Both reports introduced new vocabulary into the corridors of the Commission. Suddenly, the dominant frame shifts from ESG and consumer protection to focus more on competitiveness, innovation, and economic resilience.
Anyone who has spent time in Brussels knows how quickly the language can evolve and how much legislation usually lags behind.
The 28th regime. The big bet
The most ambitious structural proposal currently under discussion, and clear reaction on EU single market need, is the so-called 28th legal regime, an optional supranational framework that would enable companies to incorporate as “European” from the outset, bypassing the complexity of 27 national systems.
The concept includes single digital registration, unified investment standards, and ESOP frameworks that would finally operate seamlessly across borders. In principle, the concept makes a lot of sense. Politically, however, it may prove challenging. Several member states are already cautious, and the proposal has not yet been formally tabled.

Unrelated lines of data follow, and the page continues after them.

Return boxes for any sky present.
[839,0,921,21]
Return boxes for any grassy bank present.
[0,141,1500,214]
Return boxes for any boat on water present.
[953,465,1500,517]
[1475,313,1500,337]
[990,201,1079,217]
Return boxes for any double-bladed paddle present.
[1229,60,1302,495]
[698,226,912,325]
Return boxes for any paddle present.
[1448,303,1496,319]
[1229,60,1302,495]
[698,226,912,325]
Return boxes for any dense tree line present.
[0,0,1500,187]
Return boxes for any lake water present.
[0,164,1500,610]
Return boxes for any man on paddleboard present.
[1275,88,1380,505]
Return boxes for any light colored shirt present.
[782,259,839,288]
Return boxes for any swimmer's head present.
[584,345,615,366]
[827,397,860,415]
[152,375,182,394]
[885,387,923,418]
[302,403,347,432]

Within Council working groups, the familiar debate has already begun; Regulation or directive? The distinction may sound technical, but it is important. A directive risks being implemented differently across member states, which would undermine the entire point. Anyone who remembers how PSD2 was transposed across Europe knows how that story tends to unfold.
The digital package. Small steps, real impact
More immediately, the Commission’s Digital Package could deliver some practical improvements. The Digital Omnibus aims to simplify regulations for SMEs across the AI Act, NIS2, GDPR, and DORA, with estimated annual savings of up to €225 million.
The European Business Wallet seeks to provide a unified digital company identity, allowing firms to sign, store, and share authenticated documents across the EU. Some estimates suggest potential administrative savings of up to €150 billion per year.
The Data Union Strategy aims to improve data access for AI while strengthening controls over sensitive European data exiting the bloc.
Another potentially significant development is the revival of the DLT Pilot Regime. Since its launch in 2023, technical and legal obstacles have limited its utilisation. ESMA is now looking into ways to make the framework more appealing – possibly permanent – and to broaden the range of eligible assets, including e-money tokens and tokenised deposits.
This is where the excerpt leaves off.